UK hits new coal-free record for power grid

Coal news
Snow falls on coal sitting in a freight wagon ahead of shipping at the dressing mill at the Sibir coal processing plant operated by OAO Mechel Mining, a unit of OAO Mechel, near Myski, Kemerovo region, Russia, on Tuesday, Feb. 24, 2015. The company, which employs about 70,000 people, is included in a list of about 200 "systemically important" enterprises that Russia said it may support under a government plan to stabilize the economy. Photographer: Andrey Rudakov/Bloomberg

Britain has seen a new record set for coal-free power generation as the country went more than two days without electricity from the fossil fuel.

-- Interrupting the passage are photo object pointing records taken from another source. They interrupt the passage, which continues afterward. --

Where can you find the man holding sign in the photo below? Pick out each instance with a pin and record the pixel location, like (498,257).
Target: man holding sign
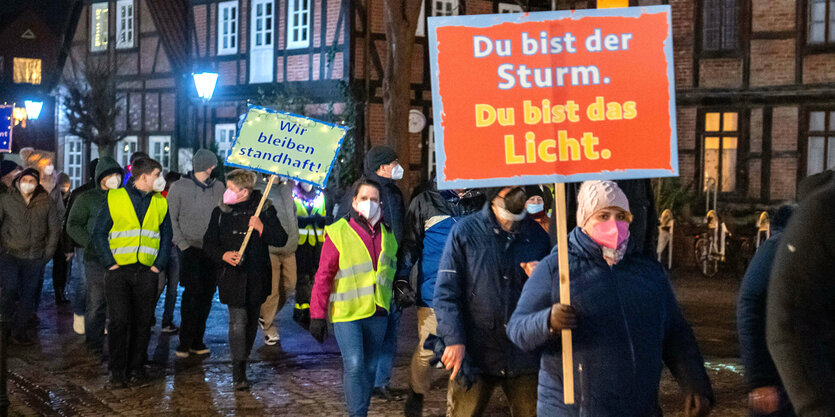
(487,259)
(627,323)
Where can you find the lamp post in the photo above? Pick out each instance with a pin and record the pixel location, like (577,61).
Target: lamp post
(205,83)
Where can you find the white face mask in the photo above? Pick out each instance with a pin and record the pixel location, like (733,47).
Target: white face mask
(397,172)
(159,184)
(370,210)
(113,182)
(26,188)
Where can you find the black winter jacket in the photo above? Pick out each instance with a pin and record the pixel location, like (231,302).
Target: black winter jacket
(226,232)
(478,285)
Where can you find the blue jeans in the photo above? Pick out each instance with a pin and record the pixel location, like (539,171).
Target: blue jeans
(359,342)
(168,280)
(96,316)
(388,349)
(77,291)
(20,280)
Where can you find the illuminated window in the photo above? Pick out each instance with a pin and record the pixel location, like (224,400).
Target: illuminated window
(298,29)
(227,27)
(820,145)
(27,70)
(98,27)
(721,141)
(160,150)
(124,24)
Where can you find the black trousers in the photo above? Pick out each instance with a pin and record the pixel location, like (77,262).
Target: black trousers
(131,294)
(198,276)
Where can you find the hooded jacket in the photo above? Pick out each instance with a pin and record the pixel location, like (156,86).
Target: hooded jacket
(225,232)
(430,218)
(81,219)
(478,284)
(29,231)
(190,203)
(628,326)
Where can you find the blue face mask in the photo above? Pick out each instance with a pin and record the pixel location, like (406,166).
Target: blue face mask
(535,208)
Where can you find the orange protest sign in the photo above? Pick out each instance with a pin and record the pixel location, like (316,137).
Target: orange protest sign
(553,96)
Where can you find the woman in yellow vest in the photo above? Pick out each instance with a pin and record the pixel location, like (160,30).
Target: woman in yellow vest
(353,287)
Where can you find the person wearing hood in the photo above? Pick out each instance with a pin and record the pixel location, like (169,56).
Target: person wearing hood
(430,218)
(244,279)
(766,396)
(29,233)
(61,261)
(621,341)
(191,201)
(8,172)
(81,221)
(311,217)
(132,238)
(77,281)
(282,259)
(487,258)
(353,288)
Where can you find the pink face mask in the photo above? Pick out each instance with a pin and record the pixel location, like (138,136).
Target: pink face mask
(230,197)
(611,234)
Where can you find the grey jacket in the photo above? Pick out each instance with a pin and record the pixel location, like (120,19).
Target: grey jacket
(281,196)
(29,231)
(190,204)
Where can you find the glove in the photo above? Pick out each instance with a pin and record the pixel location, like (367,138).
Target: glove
(696,405)
(319,329)
(404,295)
(562,317)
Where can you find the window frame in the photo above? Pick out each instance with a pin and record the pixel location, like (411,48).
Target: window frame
(104,45)
(740,182)
(166,141)
(737,52)
(291,11)
(805,11)
(131,22)
(233,35)
(806,132)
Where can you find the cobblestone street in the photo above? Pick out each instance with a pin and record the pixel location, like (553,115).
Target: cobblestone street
(299,377)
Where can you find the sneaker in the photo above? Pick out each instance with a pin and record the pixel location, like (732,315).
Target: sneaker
(200,349)
(170,328)
(78,323)
(271,336)
(181,351)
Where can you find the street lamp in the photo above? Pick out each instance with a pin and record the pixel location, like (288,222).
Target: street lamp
(205,83)
(33,109)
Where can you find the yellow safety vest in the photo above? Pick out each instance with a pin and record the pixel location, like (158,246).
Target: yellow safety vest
(129,242)
(358,288)
(311,234)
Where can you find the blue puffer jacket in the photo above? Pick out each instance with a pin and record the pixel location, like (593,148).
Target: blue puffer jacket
(478,284)
(628,326)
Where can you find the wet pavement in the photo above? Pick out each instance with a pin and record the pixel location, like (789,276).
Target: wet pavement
(59,377)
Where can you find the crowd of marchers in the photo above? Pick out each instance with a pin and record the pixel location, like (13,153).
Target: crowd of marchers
(479,265)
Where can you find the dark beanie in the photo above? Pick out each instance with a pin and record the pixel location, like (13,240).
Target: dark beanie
(203,160)
(31,172)
(7,166)
(379,155)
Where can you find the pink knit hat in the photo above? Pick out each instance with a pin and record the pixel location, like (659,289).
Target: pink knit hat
(596,195)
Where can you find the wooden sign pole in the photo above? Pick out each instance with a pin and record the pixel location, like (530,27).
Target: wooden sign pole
(258,212)
(565,294)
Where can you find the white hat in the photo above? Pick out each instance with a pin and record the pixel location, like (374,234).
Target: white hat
(597,195)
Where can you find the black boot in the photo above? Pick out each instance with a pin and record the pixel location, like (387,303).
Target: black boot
(239,376)
(414,404)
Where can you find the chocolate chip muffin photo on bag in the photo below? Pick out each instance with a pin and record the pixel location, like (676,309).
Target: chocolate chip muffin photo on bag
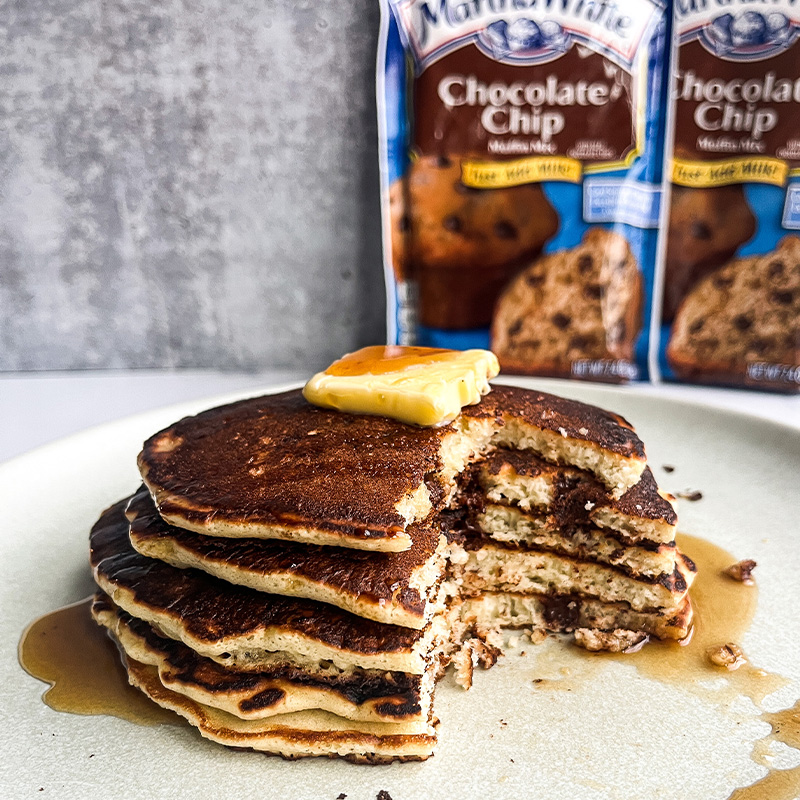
(706,227)
(741,324)
(573,313)
(461,244)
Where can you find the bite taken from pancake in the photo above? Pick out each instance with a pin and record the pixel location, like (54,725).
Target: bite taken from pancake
(295,578)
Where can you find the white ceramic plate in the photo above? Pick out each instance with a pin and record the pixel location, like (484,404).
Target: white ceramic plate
(615,735)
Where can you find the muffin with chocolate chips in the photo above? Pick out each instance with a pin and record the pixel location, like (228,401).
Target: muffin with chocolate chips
(577,305)
(461,244)
(706,226)
(741,324)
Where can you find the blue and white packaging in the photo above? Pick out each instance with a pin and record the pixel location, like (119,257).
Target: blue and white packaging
(730,279)
(521,151)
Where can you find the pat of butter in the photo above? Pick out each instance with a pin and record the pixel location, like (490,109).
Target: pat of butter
(423,386)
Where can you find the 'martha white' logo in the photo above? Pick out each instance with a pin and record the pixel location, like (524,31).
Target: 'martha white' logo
(527,30)
(737,31)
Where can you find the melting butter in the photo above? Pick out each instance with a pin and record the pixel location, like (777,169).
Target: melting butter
(423,386)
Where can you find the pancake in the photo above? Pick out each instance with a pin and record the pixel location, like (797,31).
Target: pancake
(576,497)
(296,735)
(480,564)
(394,588)
(567,613)
(295,579)
(511,525)
(277,467)
(381,697)
(250,630)
(565,431)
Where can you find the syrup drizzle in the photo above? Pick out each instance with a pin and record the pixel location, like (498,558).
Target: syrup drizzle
(382,359)
(69,651)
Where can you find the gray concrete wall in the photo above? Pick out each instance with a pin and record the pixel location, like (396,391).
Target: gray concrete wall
(187,183)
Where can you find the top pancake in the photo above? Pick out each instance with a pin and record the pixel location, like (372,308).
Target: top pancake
(278,467)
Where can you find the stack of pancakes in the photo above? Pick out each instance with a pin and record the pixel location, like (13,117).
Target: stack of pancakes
(294,579)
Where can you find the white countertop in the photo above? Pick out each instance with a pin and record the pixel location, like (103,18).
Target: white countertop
(37,408)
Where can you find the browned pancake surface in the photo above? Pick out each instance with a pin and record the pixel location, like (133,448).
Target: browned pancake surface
(212,610)
(392,694)
(279,460)
(569,418)
(372,580)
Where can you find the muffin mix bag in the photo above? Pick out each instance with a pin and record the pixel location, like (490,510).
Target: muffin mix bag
(521,148)
(731,271)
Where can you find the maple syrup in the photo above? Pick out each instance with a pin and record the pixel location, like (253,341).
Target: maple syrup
(68,650)
(382,359)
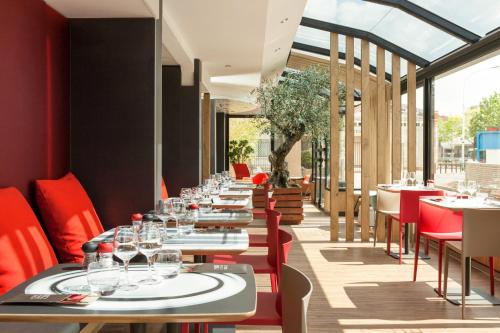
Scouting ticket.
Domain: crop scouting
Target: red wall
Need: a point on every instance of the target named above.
(34, 93)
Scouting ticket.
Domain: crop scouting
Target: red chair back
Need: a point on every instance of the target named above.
(164, 192)
(438, 220)
(260, 178)
(241, 170)
(409, 204)
(273, 218)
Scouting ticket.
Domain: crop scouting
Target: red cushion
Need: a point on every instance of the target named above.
(257, 240)
(68, 215)
(24, 246)
(258, 262)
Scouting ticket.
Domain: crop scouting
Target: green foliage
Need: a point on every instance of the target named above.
(306, 159)
(239, 151)
(450, 129)
(298, 105)
(488, 115)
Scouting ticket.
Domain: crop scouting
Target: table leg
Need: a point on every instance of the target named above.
(199, 259)
(468, 265)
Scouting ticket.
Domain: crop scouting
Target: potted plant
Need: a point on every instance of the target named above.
(297, 106)
(239, 153)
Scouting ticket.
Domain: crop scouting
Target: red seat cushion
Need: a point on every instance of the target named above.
(267, 311)
(258, 262)
(443, 235)
(68, 215)
(257, 240)
(25, 249)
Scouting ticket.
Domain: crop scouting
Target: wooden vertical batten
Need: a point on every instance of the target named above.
(349, 139)
(334, 137)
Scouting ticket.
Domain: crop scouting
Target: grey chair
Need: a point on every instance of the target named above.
(481, 228)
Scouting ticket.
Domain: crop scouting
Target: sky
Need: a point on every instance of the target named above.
(477, 81)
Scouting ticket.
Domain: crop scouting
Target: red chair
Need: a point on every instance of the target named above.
(68, 216)
(260, 213)
(408, 213)
(280, 243)
(241, 170)
(261, 240)
(26, 252)
(164, 192)
(440, 225)
(287, 308)
(260, 178)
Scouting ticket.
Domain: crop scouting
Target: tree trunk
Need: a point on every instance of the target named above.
(280, 175)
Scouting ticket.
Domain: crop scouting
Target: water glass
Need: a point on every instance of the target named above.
(168, 263)
(461, 187)
(186, 224)
(103, 278)
(471, 187)
(125, 247)
(150, 243)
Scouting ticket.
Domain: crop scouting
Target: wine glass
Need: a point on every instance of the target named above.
(472, 187)
(412, 177)
(125, 248)
(103, 278)
(168, 263)
(149, 244)
(460, 187)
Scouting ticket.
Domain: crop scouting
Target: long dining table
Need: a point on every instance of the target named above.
(449, 210)
(207, 293)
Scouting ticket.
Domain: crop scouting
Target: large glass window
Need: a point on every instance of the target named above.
(467, 125)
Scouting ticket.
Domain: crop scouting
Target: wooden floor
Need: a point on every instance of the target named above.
(358, 288)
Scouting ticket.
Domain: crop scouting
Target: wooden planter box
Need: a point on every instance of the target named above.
(288, 202)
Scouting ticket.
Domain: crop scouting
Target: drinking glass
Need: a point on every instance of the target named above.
(125, 248)
(149, 244)
(103, 278)
(168, 263)
(472, 187)
(412, 177)
(404, 178)
(186, 223)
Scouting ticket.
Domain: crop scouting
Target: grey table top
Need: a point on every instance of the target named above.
(202, 241)
(218, 297)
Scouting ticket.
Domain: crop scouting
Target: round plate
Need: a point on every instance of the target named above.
(187, 289)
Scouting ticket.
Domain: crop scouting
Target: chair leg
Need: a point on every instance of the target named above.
(463, 285)
(440, 264)
(415, 261)
(492, 276)
(389, 234)
(400, 243)
(274, 283)
(445, 278)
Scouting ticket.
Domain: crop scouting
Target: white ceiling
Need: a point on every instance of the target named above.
(238, 41)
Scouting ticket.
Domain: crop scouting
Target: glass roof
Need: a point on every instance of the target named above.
(398, 27)
(479, 17)
(387, 22)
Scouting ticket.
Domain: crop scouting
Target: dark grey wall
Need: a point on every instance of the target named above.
(181, 139)
(112, 114)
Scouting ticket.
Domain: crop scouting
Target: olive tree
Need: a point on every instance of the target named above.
(296, 106)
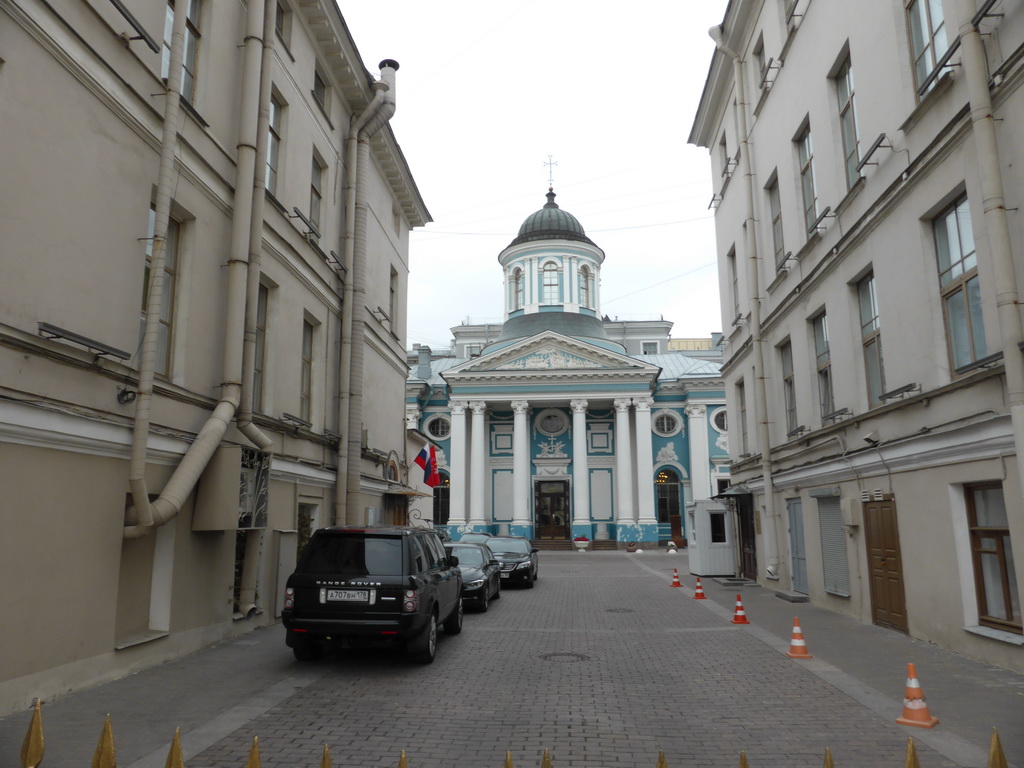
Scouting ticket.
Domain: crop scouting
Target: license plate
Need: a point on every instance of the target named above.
(348, 595)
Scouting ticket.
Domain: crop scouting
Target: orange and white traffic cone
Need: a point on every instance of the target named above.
(914, 710)
(740, 615)
(698, 592)
(798, 648)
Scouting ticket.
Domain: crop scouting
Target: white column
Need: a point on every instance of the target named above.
(581, 466)
(457, 465)
(476, 465)
(624, 464)
(645, 463)
(520, 463)
(696, 431)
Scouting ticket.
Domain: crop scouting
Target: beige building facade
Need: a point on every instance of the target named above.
(204, 266)
(865, 163)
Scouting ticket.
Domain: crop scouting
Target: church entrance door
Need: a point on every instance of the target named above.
(551, 502)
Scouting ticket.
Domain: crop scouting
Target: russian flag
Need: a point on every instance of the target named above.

National Grid said there was no coal on the system for almost 55 hours between late on Monday night and early Thursday morning, beating the previous record of 40.5 hours in October last year which fell over a weekend.

It is the latest in a series of new records for low coal and high renewable power use as the UK shifts away from the most polluting fossil fuels towards cleaner energy.

The Government has pledged to phase out polluting coal power by 2025, as part of efforts to tackle climate change.

National Grid director of UK system operations Fintan Slye said: “We have set a new record by operating the electricity system without coal for just under 55 hours.

“The UK benefits from highly diverse and flexible sources of electricity and our energy mix continues to change. National Grid adapts the system operation to embrace these changes.

“However, it’s important to remember coal is still an important source of energy as we transition to a low carbon system.”

Environmental legal charity ClientEarth’s chief executive, James Thornton, said: “As if we needed any more proof, the UK has moved beyond coal.

“We now need the grid to be ready to bring renewables online – that means smart tech to manage consumer demand, advancements in battery storage, and integrating electric vehicles into the equation.”

He added: “The more coal-free days we see, the better it is for people’s health and for the climate.

“The UK has promised to be a world-leading example – it needs to continue powering past coal, investing in the right strategies and technologies to make the transition as easy as it can be.”